Strict Structural Requirements for Cholesterol to Inhibit BK Channels Point to Specific Steroid-Protein Interactions

Abstract

Cholesterol decreases large conductance, voltage/calcium-gated potassium (BK) channel activity (NPo), an action that solely requires the channel pore-forming (α) subunit and a minimum phospholipid environment (Crowley et al., 2003).

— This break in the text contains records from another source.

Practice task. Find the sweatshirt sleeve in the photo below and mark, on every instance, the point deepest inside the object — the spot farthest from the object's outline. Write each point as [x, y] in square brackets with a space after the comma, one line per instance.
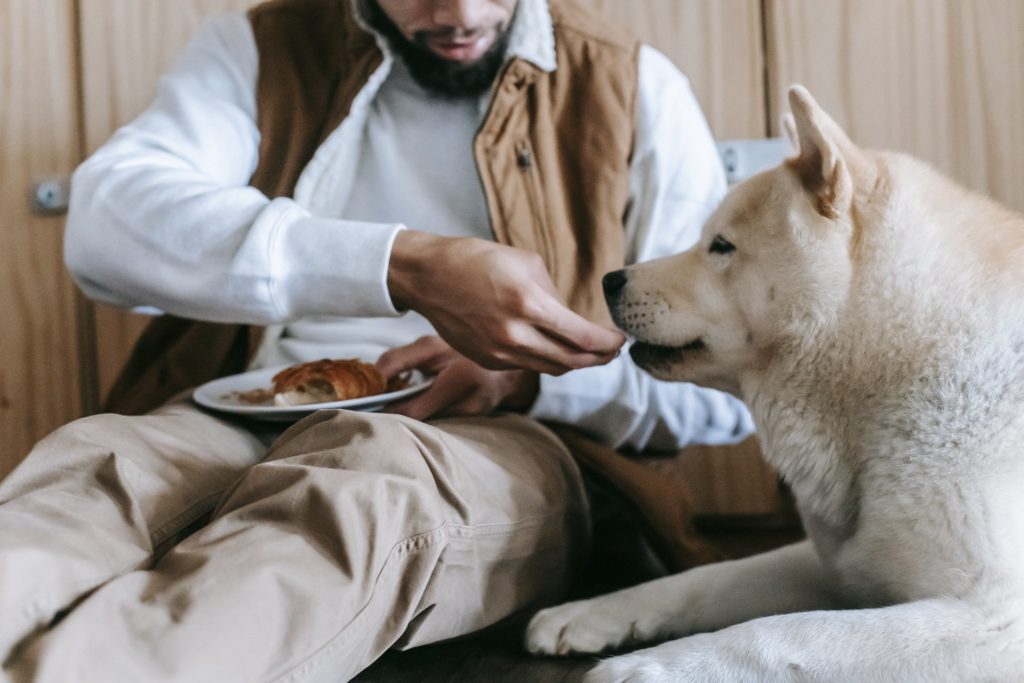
[162, 215]
[676, 180]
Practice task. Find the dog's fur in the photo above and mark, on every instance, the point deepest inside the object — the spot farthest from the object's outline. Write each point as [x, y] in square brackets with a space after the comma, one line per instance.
[871, 315]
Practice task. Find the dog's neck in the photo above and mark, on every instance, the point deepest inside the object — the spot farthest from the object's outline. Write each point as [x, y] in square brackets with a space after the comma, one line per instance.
[919, 355]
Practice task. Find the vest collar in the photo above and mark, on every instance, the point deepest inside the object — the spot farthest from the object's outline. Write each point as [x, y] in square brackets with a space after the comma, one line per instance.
[532, 37]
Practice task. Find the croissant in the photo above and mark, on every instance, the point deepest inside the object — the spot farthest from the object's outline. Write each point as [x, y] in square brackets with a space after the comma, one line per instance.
[326, 380]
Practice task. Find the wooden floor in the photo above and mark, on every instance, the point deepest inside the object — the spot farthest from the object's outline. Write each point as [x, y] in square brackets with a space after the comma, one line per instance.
[498, 656]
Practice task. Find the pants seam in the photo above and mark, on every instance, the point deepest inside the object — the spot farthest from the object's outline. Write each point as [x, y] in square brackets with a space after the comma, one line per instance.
[403, 549]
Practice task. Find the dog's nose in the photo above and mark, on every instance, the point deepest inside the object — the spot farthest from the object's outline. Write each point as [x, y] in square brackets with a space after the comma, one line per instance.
[613, 283]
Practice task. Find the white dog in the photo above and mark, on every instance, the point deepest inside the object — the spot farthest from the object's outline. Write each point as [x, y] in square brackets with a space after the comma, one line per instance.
[870, 312]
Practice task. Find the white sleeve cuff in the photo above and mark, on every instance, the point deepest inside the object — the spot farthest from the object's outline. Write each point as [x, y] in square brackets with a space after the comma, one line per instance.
[325, 266]
[621, 406]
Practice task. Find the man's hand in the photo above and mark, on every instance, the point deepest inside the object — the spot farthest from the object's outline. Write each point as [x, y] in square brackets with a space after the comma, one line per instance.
[461, 387]
[495, 304]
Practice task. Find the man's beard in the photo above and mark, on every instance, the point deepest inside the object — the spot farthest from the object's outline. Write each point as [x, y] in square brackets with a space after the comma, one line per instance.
[435, 74]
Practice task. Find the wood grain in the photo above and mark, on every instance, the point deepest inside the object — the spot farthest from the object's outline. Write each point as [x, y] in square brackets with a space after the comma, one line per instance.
[126, 46]
[39, 364]
[716, 44]
[939, 80]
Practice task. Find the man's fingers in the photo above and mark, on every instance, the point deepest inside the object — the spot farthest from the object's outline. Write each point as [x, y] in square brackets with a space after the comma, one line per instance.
[420, 354]
[446, 390]
[580, 333]
[534, 349]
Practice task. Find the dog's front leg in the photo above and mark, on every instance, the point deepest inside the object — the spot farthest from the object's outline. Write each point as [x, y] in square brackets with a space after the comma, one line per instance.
[929, 640]
[706, 598]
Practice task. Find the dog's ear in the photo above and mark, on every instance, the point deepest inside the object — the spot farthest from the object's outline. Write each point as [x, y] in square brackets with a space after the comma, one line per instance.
[825, 156]
[790, 130]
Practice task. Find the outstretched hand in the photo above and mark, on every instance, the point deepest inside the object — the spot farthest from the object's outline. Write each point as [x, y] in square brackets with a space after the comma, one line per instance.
[495, 304]
[461, 387]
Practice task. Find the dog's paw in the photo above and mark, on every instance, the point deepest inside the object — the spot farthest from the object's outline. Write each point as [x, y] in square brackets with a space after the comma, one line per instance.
[587, 627]
[630, 669]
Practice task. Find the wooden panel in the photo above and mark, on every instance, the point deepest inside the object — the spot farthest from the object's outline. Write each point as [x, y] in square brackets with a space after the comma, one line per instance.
[940, 80]
[717, 43]
[39, 365]
[126, 46]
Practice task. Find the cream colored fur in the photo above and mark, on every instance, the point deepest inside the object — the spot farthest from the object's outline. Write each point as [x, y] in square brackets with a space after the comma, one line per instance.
[871, 315]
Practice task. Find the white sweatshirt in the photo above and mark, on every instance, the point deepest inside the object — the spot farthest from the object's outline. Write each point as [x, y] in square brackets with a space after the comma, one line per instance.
[162, 216]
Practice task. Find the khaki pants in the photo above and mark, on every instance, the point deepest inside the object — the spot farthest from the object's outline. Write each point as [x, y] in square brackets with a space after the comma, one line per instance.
[351, 535]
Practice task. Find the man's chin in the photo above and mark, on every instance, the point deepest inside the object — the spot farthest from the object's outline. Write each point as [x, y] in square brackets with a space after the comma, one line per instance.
[461, 54]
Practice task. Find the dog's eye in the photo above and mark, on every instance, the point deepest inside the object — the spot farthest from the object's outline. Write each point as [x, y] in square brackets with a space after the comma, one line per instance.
[721, 246]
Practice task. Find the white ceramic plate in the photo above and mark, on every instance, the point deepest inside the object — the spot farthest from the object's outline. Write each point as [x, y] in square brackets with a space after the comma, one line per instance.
[219, 395]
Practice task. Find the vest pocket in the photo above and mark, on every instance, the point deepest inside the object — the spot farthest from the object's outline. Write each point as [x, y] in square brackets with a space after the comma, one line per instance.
[526, 163]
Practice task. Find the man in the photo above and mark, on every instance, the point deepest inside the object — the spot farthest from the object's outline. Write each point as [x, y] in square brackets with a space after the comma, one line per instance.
[318, 167]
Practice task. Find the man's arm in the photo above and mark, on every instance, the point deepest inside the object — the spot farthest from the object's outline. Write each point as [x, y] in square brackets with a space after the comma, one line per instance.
[162, 216]
[677, 180]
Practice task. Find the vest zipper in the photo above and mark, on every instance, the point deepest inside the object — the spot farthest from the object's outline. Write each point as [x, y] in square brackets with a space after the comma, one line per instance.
[524, 161]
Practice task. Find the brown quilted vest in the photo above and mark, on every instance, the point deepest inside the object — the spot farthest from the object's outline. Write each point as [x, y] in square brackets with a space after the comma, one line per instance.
[553, 155]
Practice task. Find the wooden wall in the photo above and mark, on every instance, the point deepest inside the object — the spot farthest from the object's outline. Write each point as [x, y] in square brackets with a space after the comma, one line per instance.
[126, 45]
[39, 137]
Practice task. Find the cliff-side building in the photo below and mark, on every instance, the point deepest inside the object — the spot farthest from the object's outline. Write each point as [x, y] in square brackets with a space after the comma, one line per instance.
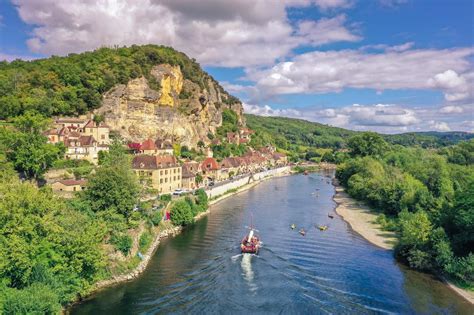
[161, 172]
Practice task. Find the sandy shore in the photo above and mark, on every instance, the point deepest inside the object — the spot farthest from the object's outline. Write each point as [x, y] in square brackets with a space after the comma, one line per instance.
[362, 220]
[173, 231]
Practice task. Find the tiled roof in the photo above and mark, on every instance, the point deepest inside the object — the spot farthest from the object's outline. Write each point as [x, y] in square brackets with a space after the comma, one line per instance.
[209, 164]
[69, 120]
[154, 162]
[134, 145]
[83, 141]
[73, 182]
[148, 145]
[187, 173]
[230, 162]
[92, 124]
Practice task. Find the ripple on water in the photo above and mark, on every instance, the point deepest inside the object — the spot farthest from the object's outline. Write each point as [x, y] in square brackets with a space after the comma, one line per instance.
[202, 271]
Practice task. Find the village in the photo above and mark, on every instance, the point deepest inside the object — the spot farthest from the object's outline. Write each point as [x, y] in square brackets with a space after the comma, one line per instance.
[154, 161]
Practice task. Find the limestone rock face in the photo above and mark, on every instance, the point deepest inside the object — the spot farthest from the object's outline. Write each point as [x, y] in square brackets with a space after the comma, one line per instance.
[180, 110]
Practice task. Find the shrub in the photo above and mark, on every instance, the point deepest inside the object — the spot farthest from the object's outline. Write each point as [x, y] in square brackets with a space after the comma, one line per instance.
[202, 199]
[145, 240]
[166, 197]
[181, 213]
[35, 299]
[122, 242]
[156, 218]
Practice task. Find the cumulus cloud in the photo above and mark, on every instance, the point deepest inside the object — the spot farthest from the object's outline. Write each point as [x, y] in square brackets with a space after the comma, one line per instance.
[451, 109]
[456, 86]
[322, 4]
[326, 30]
[386, 118]
[11, 57]
[440, 126]
[223, 33]
[331, 71]
[269, 111]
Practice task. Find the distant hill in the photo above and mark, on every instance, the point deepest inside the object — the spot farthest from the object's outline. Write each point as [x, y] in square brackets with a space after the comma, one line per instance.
[298, 131]
[306, 133]
[142, 91]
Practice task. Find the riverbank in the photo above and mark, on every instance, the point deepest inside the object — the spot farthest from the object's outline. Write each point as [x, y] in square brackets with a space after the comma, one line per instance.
[363, 221]
[173, 231]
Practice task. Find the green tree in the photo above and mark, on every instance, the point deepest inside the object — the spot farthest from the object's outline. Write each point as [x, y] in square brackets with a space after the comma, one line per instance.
[113, 188]
[181, 213]
[367, 144]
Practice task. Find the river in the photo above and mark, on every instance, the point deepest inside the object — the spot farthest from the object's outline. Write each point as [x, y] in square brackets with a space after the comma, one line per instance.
[335, 271]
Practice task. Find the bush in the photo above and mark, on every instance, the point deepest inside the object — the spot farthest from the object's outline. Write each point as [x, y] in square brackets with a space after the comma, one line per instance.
[165, 198]
[202, 198]
[181, 213]
[145, 241]
[122, 242]
[156, 218]
[35, 299]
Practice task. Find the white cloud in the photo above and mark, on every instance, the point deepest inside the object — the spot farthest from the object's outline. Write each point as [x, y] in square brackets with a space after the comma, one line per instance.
[456, 86]
[385, 118]
[392, 3]
[11, 57]
[269, 111]
[440, 126]
[380, 115]
[223, 33]
[451, 109]
[326, 30]
[331, 71]
[322, 4]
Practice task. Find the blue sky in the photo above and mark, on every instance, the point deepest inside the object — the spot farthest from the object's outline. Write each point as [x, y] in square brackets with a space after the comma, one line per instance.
[385, 65]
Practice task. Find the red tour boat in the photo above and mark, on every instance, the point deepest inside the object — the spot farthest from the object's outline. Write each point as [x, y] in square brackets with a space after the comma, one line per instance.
[250, 243]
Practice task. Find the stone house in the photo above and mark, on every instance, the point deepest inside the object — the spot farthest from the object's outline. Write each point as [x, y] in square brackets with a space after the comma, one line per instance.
[160, 172]
[100, 132]
[68, 186]
[231, 165]
[79, 147]
[210, 169]
[158, 147]
[82, 138]
[280, 158]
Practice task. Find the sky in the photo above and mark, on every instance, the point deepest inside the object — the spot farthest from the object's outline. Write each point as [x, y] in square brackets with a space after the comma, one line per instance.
[385, 65]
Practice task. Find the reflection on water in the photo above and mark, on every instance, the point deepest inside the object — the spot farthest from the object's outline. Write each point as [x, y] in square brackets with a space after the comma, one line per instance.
[336, 271]
[246, 265]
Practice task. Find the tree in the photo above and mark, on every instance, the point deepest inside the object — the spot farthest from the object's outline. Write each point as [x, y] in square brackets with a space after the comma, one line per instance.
[27, 148]
[414, 246]
[367, 144]
[113, 188]
[199, 178]
[31, 122]
[181, 213]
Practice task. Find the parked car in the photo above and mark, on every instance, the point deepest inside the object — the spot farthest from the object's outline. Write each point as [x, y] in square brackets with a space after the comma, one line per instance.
[178, 192]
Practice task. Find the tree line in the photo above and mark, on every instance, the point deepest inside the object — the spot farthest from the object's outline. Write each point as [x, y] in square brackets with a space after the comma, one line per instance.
[426, 196]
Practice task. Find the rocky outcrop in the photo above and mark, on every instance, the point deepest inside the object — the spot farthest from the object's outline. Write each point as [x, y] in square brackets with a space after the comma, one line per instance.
[168, 106]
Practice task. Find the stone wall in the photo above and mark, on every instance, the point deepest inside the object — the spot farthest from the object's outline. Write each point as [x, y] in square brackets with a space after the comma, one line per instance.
[221, 189]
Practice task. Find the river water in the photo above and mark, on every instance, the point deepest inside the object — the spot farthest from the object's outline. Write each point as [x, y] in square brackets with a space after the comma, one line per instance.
[336, 271]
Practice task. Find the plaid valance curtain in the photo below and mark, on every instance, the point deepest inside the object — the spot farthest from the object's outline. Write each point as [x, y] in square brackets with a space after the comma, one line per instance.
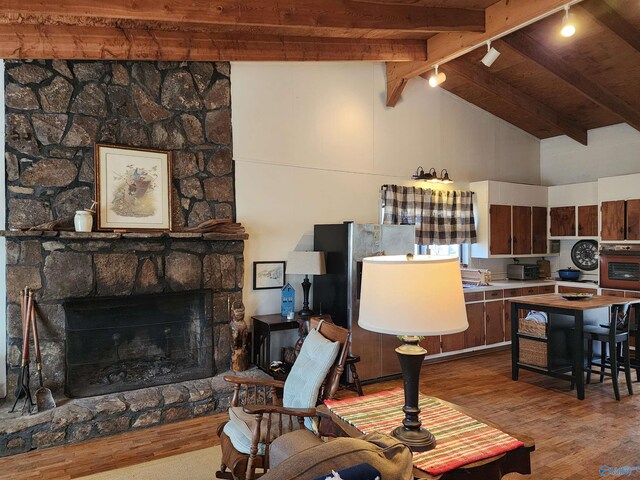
[440, 217]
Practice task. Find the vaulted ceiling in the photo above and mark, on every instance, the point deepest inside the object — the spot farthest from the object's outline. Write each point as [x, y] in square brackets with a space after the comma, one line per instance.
[543, 83]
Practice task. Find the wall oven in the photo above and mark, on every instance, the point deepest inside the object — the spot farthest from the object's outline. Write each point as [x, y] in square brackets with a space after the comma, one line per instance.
[620, 267]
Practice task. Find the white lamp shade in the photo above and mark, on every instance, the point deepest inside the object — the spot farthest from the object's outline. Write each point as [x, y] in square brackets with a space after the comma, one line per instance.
[422, 296]
[306, 263]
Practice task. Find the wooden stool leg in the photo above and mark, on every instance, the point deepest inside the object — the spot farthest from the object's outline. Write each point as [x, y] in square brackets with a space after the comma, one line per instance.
[626, 354]
[603, 359]
[613, 356]
[356, 379]
[589, 360]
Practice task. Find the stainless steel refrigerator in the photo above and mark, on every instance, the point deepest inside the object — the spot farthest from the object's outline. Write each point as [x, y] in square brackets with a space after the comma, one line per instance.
[338, 292]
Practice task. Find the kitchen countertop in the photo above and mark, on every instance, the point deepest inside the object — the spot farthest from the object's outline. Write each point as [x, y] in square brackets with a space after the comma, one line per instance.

This cholesterol action is attributed to cholesterol-induced tight packing of bilayer lipids (Chang et al., 1995). Cholesterol modulation of ion channels via direct protein-steroid interactions, however, is increasingly recognized (Epshtein et al., 2009). Cholesterol analogs have been widely used to distinguish between lipid bilayer-mediated and specific protein recognition mechanisms. Thus, we probed cholesterol analogs on BK α subunits cloned from rat cerebral artery myocytes (“cbv1”; AY330293) after channel reconstitution into 3:1 (w/w) POPE:POPS bilayers. Cholesterol (33 mol%) decreased cbv1 NPo by ≈25%. In contrast, 5-cholenic acid-3β-ol, having a carboxyl group at the lateral chain end, failed to decrease NPo, underscoring the importance of a hydrophobic chain for sterol insertion into the bilayer hydrophobic core and channel inhibition. Coprostanol and cholestanol having the A/B junction in cis and trans, respectively, also decreased NPo (≤25%). In contrast, cholesterol, coprostanol and cholestanol epimers, having the C3-hydroxyl group in α-configuration, failed to decrease NPo. Therefore, a β-conformation in the hydroxyl is necessary for these monohydroxy-sterols to inhibit BK channels, strongly suggesting specific, steroid-protein interactions. Moreover, we probed the cbv1 channel with enantiomeric cholesterol (ent-cholesterol), which has physico-chemical properties similar to those of cholesterol yet can be differentially sensed by protein sites, as demonstrated by the lack of viability of C. Elegans when only ent-cholesterol is present (Crowder et al., 2001). Remarkably, ent-cholesterol repeatedly failed to reduce cbv1 NPo, buttressing the idea that cholesterol inhibition of BK channels requires steroid recognition by protein site(s), likely present in the cbv1 subunit itself.Support: AA11560 and HL077424 (AMD), UTHSC Neuroscience Postdoctoral Fellowship (AB).